Pandora's Box
I have debated blogging about the whole Dru Sjodin media mob for awhile but felt it was in poor taste. But, now that I've been empowered by the comments of Angie and our Dairyland friends (see post below), I'm going to let it all fly. The proverbial can of worms has been opened.
I have to preface all this by a feel like a shithead being critical of any media attention to this story (overblow or otherwise). I do not want to even imagine what her fate is like. I cannot imagine her family's pain.
But (and here's where I become a shithead), why did her abduction get the lead story for two weeks? She was clearly a very attractive woman. You top it off with the fact that she was a clean-cut apple-pie girl who also happened to be a sorority girl who worked at Victoria's Secret, and people are going to pay attention. Her persona struck a chord with every slice of the midwest demographic. It's not as if the newspapers and TV stations are all to blame for this. The public was gobbling it up.
I am fine with all this, and more power to the Sjodin family for using the resources available to them (money, internet, TV, radio, newsprint...) to bring Dru home. I know I would do the same.
start rant here But what actually did piss me off was when
Governor Tim Pawlenty used Dru's disappearence as an opportunity to try and reinstate the death penalty.
In the interest of full disclosure I should add that I am opposed to the death penalty for two main reasons: a) it only applies to poor people who can't get good lawyers and b) each person has his/her own definition of a crime worthy of execution. How dare we, as citizens, stand by as governors or judges play God and make the final call regarding a very subjective line between life and death. Oh yeah, and two wrongs don't make a right.
But I digress.
Even if I loved, LOVED, the capital punishment, Pawlenty's call for the death penalty after Dru Sjodin's disappearence is offensive. Why wasn't he calling for the execution of the
murderers of Tyesha Edwards last November? So the loss of life when it's an attractive, white All-American college girl is worthy of the death penalty. But when an 11 year-old African-American girl is killed while doing her homework in her living room with her 6 year-old sister, her murderers don't deserve to die.

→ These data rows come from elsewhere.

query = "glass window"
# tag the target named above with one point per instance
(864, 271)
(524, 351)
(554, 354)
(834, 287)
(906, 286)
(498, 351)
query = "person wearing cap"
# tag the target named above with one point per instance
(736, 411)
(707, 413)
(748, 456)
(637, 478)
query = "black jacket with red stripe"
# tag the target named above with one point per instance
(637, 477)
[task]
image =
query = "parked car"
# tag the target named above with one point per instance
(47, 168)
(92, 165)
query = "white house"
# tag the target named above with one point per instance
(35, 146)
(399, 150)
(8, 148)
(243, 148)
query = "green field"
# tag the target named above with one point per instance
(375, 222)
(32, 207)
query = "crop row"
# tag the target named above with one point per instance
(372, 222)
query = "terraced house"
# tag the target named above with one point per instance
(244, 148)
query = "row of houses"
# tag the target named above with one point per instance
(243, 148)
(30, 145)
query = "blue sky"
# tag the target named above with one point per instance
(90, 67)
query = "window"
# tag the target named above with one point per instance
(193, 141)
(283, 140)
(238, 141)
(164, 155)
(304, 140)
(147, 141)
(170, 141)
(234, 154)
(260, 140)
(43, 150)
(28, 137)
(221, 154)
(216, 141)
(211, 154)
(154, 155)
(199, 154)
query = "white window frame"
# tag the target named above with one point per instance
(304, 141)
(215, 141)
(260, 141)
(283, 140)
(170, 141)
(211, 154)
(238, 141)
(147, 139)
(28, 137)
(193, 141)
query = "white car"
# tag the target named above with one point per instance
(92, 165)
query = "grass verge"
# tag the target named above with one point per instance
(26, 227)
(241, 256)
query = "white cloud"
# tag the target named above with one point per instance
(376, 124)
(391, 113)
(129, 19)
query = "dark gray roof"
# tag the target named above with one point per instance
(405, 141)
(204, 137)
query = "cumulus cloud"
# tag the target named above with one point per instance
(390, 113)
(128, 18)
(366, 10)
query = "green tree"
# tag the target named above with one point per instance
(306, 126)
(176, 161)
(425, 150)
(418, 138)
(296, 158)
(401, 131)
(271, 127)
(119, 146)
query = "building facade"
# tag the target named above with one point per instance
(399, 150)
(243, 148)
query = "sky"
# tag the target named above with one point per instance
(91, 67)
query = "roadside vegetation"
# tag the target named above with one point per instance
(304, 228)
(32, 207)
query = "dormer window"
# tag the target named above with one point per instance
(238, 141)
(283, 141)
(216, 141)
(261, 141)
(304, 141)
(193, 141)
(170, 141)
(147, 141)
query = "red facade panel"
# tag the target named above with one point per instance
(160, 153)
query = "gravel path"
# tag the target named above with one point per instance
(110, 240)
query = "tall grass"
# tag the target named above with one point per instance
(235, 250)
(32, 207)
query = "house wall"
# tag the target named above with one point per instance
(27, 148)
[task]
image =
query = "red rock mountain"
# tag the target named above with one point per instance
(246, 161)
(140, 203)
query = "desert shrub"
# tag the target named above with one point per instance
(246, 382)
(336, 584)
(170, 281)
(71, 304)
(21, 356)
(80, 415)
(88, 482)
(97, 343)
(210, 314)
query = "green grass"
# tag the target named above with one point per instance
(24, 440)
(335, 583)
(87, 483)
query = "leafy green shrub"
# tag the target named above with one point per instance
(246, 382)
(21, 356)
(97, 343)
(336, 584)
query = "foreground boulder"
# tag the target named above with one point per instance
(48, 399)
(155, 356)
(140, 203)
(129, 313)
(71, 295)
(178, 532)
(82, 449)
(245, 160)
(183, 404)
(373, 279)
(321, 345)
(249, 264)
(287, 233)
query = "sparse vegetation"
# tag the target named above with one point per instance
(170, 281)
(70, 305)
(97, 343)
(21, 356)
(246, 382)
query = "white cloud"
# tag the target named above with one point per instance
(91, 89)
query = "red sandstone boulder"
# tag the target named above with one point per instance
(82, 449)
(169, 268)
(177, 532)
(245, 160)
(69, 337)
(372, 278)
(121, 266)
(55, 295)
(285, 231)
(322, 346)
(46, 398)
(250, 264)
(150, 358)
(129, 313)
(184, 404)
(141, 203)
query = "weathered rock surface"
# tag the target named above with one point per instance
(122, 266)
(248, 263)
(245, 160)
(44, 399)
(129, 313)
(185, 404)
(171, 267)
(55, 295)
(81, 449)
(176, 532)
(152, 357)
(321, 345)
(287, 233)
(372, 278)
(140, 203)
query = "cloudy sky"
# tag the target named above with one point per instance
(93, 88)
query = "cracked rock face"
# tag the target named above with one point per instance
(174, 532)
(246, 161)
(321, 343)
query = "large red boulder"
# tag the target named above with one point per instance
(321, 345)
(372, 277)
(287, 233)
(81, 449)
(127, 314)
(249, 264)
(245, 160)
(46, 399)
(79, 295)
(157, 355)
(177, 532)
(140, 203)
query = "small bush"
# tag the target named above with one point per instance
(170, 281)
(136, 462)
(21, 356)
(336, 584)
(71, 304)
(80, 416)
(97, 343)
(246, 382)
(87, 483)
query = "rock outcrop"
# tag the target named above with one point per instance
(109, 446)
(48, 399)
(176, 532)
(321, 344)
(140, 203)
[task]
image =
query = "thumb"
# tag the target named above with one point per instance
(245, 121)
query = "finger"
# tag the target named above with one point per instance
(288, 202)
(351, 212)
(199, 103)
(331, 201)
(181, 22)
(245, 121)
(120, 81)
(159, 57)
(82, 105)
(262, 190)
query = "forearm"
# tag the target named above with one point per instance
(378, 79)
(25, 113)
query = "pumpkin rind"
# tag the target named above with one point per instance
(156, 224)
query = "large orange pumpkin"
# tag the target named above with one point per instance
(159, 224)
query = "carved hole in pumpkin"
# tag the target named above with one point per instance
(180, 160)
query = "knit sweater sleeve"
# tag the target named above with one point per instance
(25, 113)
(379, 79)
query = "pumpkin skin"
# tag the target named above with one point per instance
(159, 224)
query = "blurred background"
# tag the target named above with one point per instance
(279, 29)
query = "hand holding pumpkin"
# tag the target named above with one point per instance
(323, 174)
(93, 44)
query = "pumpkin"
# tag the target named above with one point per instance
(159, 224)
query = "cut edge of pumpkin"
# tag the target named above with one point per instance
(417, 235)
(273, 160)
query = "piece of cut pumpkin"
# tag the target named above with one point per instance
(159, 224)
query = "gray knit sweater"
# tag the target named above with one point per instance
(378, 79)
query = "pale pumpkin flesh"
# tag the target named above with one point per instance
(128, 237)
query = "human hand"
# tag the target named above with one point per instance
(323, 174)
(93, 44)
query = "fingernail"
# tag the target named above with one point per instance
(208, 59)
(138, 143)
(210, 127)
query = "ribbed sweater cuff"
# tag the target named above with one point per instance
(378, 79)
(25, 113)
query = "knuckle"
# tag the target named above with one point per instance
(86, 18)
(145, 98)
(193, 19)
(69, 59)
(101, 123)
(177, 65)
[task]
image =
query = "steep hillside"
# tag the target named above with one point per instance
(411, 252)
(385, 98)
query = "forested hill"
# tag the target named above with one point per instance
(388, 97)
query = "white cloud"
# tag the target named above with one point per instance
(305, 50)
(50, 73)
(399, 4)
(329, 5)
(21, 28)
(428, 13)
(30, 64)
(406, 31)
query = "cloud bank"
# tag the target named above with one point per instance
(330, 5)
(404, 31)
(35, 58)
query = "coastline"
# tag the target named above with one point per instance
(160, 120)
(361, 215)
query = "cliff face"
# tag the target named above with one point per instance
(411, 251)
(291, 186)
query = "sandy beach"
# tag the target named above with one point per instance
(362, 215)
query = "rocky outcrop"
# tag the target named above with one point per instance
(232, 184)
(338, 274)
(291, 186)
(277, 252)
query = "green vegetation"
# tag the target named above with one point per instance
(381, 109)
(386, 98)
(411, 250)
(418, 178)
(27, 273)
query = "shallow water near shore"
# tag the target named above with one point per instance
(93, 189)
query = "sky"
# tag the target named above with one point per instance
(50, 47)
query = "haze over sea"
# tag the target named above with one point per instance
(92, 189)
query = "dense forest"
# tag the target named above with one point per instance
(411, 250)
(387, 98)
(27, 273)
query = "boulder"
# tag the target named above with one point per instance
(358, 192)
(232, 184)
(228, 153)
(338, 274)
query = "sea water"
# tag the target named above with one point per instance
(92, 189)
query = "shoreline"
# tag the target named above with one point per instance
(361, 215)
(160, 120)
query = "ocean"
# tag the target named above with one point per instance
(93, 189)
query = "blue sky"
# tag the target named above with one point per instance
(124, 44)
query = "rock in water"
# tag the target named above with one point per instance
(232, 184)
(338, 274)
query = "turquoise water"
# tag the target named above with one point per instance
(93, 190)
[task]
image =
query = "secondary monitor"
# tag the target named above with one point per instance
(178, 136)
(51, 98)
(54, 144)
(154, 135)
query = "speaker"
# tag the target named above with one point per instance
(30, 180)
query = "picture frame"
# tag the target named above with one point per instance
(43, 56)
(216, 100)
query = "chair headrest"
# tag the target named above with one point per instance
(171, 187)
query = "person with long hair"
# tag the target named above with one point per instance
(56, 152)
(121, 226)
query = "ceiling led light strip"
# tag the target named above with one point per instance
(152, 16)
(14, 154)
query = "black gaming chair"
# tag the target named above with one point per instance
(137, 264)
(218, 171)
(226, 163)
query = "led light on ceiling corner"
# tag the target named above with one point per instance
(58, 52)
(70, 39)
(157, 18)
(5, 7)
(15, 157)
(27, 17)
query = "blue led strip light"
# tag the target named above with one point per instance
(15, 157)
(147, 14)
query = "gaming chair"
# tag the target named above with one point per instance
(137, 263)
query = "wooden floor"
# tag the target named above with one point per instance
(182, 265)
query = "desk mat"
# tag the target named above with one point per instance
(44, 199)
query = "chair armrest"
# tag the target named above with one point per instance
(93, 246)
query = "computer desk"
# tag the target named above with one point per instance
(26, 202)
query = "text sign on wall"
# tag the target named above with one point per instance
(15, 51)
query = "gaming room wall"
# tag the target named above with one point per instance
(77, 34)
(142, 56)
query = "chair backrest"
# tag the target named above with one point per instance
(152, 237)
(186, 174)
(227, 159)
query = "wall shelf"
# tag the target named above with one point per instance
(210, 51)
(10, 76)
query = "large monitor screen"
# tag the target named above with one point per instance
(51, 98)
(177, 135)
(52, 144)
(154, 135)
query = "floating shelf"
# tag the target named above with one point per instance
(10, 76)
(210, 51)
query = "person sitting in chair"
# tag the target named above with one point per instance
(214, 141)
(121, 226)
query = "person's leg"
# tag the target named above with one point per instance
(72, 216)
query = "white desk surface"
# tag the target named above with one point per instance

Like or not, this is exactly what Governor Pawlenty is saying when he brings up the death penalty before Dru Sjodin has even been found, and TWELVE FUCKING MONTHS after Tyesha Edwards was killed. It smacks of racism, classism, and sensationalism.
end rant here
Bottom line:
1. Dru Sjodin's story and her family's pain is terrible and awful. But the same is true for all the other abducted people like her that didn't end up with their pictures on the cover of
People magazine.
2. Few things will get me off my ass to protest. But any movement to re-instate the death penalty is one of them.